I am not, nor have I ever been, a fan of judicial term limits, despite the fact that some very learned and thoughtful scholars have suggested that their time has come. Indeed, I see much of this debate—at least in the media—as just another form of cheap judge-bashing; more efforts to strip courts of the power that comes with being unelected and thus, yes, not always accountable to the masses.
But I am most baffled by the “out-of-touch” argument—which seems to suggest that judges must pass some sort of current-events test in order to be effective on the bench. It becomes even more baffling when one considers that so many advocates of an “in-touch” judiciary believe that current morals and mores shouldn’t matter at all when a judge interprets the law.
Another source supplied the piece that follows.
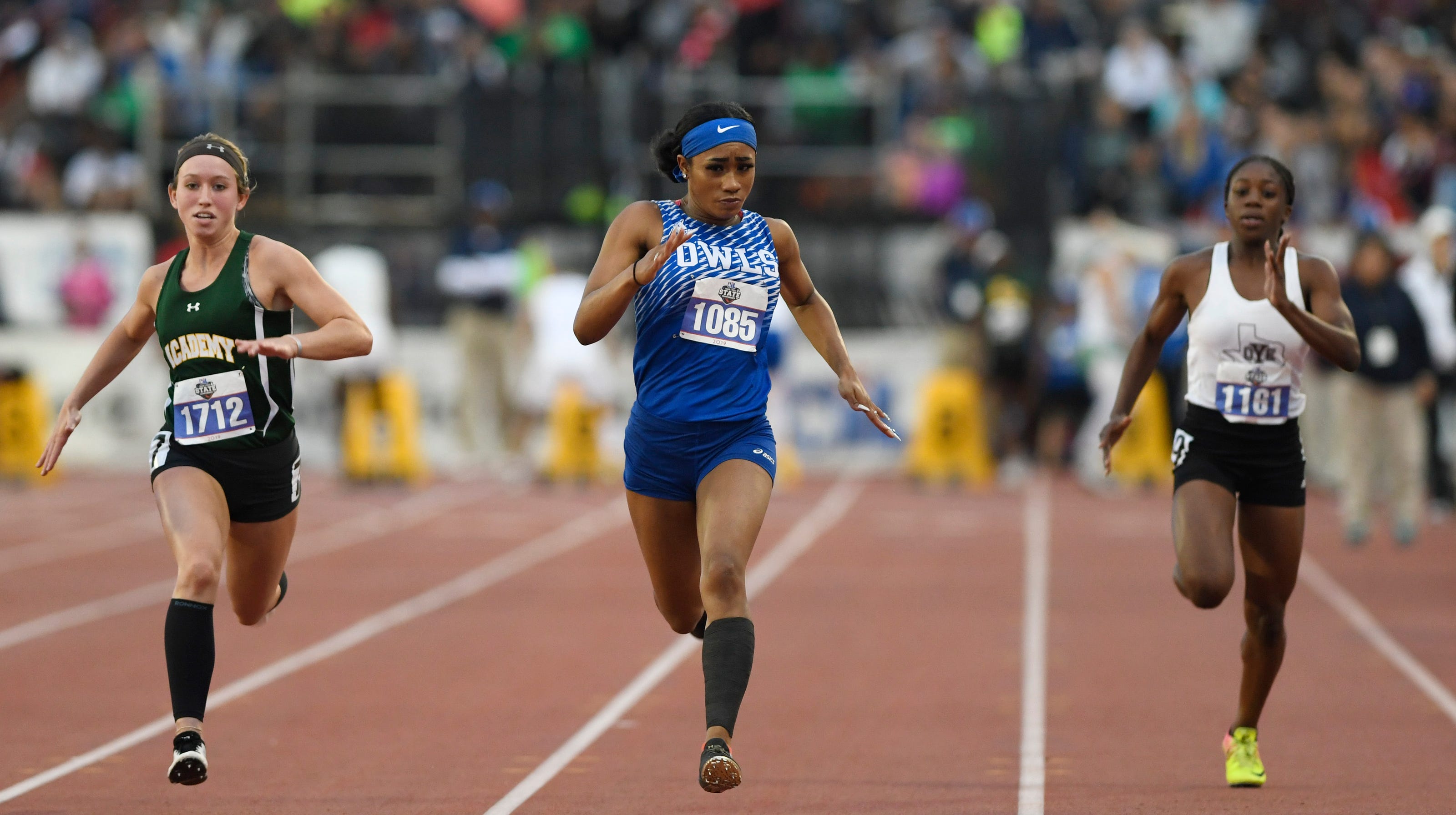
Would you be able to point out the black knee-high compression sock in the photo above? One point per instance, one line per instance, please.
(727, 664)
(191, 654)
If you’re truly an “Originalist,” for example, the only society you need be intimately in touch with is that of the framers of the Constitution. (To be fair, Roberts’$2 1983 memo points out that there would be no need for term limits if judges simply interpreted, rather than made, law: “It is certainly appropriate to protect judges from popular pressure if their task is limited to discerning and applying the intent of the Framers or legislators.”)
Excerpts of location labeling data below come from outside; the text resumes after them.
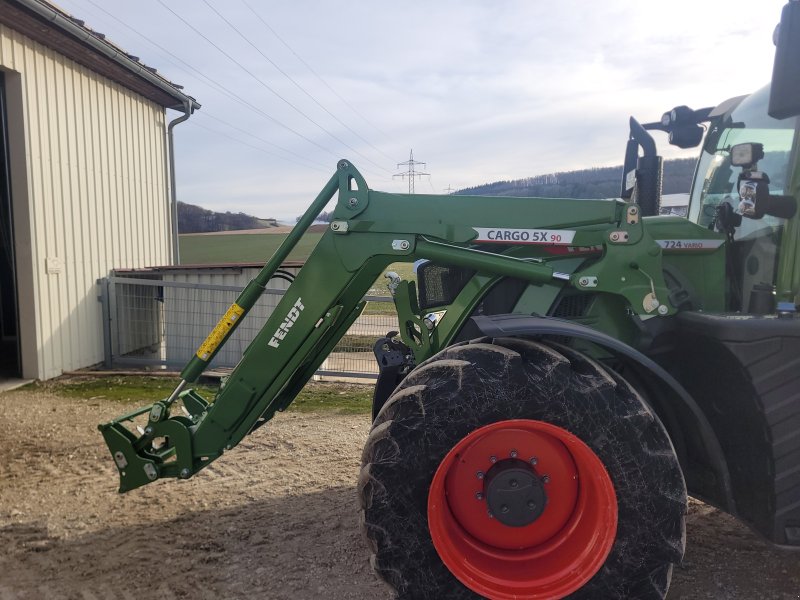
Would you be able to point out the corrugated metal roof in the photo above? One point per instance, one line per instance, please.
(51, 26)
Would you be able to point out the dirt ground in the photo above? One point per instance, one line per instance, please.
(275, 519)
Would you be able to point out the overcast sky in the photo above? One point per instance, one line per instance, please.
(481, 91)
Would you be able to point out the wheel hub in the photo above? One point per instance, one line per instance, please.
(514, 493)
(522, 509)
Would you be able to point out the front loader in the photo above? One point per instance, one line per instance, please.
(565, 371)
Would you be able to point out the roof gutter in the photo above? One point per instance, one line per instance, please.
(50, 14)
(187, 110)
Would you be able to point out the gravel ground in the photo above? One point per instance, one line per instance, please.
(274, 519)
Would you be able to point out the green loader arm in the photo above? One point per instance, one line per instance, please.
(369, 231)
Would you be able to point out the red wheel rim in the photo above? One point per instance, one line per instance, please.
(552, 556)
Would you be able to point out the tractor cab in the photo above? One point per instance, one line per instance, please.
(742, 189)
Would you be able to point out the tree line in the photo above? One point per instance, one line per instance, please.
(603, 182)
(195, 219)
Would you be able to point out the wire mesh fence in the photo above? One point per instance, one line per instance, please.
(151, 321)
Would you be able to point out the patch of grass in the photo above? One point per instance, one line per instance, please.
(356, 343)
(338, 398)
(345, 399)
(122, 389)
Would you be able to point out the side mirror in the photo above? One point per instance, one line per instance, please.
(784, 98)
(754, 196)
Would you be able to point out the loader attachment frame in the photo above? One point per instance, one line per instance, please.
(369, 231)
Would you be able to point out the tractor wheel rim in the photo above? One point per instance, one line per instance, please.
(551, 552)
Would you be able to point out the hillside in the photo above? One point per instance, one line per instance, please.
(195, 219)
(586, 183)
Proponents of term limits nevertheless beat that old “out-of-touch” drum with alarming regularity: One commentator after another accuses judges who rule in ways they find distasteful of being out of touch with the citizenry. The Boston Globe’s Jeff Jacoby argues that lifetime tenure leads to a “decrease in intellectual vigor and awareness of contemporary culture.” That suggests two separate problems that are worth considering separately.
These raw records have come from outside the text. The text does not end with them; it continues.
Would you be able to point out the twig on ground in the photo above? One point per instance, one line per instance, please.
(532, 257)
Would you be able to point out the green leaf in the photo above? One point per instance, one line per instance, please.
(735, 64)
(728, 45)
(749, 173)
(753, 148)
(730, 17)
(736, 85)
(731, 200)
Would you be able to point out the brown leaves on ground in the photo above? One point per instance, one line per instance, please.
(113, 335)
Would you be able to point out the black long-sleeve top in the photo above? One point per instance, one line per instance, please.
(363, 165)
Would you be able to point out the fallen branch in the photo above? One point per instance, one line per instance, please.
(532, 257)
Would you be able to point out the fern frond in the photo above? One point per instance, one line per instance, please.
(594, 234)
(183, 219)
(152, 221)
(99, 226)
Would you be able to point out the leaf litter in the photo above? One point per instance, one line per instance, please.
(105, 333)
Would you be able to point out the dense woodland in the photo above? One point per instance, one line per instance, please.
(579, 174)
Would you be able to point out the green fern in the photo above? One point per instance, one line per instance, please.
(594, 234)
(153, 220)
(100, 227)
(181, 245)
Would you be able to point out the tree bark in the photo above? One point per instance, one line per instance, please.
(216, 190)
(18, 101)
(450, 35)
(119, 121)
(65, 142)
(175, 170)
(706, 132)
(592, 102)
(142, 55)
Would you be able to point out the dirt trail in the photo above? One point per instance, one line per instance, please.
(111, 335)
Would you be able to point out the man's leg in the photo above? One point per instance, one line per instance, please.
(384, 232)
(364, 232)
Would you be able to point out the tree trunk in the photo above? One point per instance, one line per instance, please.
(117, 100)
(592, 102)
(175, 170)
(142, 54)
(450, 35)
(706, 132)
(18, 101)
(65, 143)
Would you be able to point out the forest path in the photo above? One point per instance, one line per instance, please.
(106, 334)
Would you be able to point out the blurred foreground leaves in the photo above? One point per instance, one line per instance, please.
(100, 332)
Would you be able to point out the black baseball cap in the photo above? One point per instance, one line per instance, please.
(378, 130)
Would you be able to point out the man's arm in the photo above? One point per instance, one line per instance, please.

If “out of touch” is simply code for “too damn old,” well, that may indeed be a problem. Court historian David Garrow’s research suggests that many recent Supreme Court retirees have been functionally too old to do their jobs well. (Although Garrow does also acknowledge that the job is “cushy”—perhaps cushy enough that one need not be operating at 100 percent to do it.) At any rate, term limits are hardly the solution to the senility problem—although impeachment may be. Instituting term limits to get rid of faltering judges is the worst form of overkill: Too many superb older jurists would be swept out of service just when their intellectual powers are peaking.
If “out of touch” means that some justices are too old to understand new-fangled medical or technological advancements, I’d suggest that most of the judges and justices on the federal bench can and do read. Even the great Luddites among them have performed very well in technological and medical cases. And unless you’re talking about television’s Judge Joe Brown, an intimate “awareness of contemporary culture” seems altogether unnecessary for getting the judicial job done.
My suspicion is that the words “out of touch” merely represent the kind of anti-elite, anti-intellectual demagoguery that poses the greatest danger to the judicial branch. “Out-of-touch” judges are really no different than out-of-touch politicians, intellectuals, or academics who simply spend a lot of time reading and thinking. And while we may or may not benefit from elected officials who spend lots of time at rodeos and fairs, there is nothing to suggest that such extracurriculars would enhance a jurist’s skills. Judges are supposed to be reclusive and bookish. They’re judges!
Ultimately, it’s worth wondering whether “out of touch” really only means “unaccountable” or, more specifically, unpopular. In which case, an out-of-touch judicial branch is still a democratic necessity. Alexander Hamilton wrote in The Federalist Papersthat “nothing will contribute so much as [lifetime tenure] to that independent spirit in the judges which must be essential to the faithful performance of so arduous a duty.” Judges who don’t check opinion polls before every decision are probably doing their jobs just right.
An effective judiciary must perform certain countermajoritarian functions. That includes protecting minorities, standing behind unpopular rulings, and creating a legal climate that will survive the rapid shifts and turns of the political tides. If judge bashers want to condemn those who are too “activist” (if they can someday define that term with precision), too old, or too overreaching, then I will stand aside. But let’s put this out-of-touch criticism on the junk heap of rhetorical history, where it properly belongs.